A partir de um panorama complexo, visando o sucesso de conquistarmos a saúde urbana em nossas cidades, proponho, inicial e necessariamente, buscarmos um afastamento da ingenuidade e do pessimismo.
E, a partir de então, apostarmos em escalas de atuação possíveis onde a oportunidade transformadora trazida pelo desenho urbano venha acompanhada das soluções de governança, no tamanho das mãos, garantindo viabilidade de execução, manutenção e zeladoria destas áreas transformadas onde os responsáveis pelas ações do bem cuidar e usufruir não sejam ocultos e que tenham estabelecidas entre si as regras da boa comunicação e do zelo.

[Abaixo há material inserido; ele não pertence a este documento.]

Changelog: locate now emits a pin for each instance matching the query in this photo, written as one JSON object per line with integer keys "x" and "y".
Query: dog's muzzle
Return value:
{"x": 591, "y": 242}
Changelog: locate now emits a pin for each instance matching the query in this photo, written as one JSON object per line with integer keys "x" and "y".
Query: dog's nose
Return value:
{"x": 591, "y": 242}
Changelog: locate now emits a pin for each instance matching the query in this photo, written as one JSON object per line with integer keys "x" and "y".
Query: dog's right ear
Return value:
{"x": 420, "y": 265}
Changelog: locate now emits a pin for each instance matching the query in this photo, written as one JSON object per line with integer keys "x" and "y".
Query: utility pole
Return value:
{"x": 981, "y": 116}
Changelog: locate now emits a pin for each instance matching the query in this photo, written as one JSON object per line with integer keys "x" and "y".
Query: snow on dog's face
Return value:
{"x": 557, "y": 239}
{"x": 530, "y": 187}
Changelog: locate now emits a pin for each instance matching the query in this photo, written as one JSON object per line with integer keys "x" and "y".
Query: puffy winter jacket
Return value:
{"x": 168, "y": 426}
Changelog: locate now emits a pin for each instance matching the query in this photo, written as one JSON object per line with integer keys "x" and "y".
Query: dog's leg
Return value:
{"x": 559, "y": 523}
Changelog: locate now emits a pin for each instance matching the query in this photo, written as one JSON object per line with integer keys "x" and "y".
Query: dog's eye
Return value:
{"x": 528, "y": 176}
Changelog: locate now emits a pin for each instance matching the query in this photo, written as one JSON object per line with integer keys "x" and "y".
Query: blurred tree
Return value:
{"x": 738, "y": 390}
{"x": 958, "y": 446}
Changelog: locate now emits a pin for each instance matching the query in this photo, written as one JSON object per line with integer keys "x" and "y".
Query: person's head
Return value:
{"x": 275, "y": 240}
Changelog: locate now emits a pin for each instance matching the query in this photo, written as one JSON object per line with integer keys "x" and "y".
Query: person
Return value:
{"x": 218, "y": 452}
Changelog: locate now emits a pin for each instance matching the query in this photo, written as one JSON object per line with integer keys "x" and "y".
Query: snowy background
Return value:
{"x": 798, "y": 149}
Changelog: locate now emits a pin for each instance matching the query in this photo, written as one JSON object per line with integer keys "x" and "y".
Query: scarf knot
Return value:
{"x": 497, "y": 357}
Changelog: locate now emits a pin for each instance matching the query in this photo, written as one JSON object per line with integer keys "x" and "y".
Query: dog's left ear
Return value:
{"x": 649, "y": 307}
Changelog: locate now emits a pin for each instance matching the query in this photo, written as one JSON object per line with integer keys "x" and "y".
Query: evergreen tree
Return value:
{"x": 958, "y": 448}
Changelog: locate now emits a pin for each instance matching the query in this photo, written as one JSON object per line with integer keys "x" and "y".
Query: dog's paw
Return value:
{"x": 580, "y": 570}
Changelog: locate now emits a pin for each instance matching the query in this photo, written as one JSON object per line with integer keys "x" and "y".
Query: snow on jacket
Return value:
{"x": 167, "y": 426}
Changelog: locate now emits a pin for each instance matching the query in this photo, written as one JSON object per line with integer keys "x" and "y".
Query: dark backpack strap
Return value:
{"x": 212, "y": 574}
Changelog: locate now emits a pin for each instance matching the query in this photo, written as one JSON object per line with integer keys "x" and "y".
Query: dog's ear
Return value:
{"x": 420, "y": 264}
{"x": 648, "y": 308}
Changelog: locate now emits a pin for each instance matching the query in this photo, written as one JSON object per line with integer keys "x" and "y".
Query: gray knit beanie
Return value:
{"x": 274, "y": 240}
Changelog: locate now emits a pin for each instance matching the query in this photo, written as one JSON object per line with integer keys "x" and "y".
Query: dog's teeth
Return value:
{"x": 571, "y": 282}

Assim… a partir das pequenas intervenções, apostando numa perspectiva multiplicadora e, também, na possibilidade transformadora, de longo prazo, de mudança de mentalidade ampliando a valorização do bem público, poderemos pouco a pouco colaborarmos na construção de cidades mais saudáveis.
Vamos em frente que há muito trabalho a ser feito!
Saudações Polifônicas!
*Este texto não reflete, necessariamente, a opinião do Caos Planejado.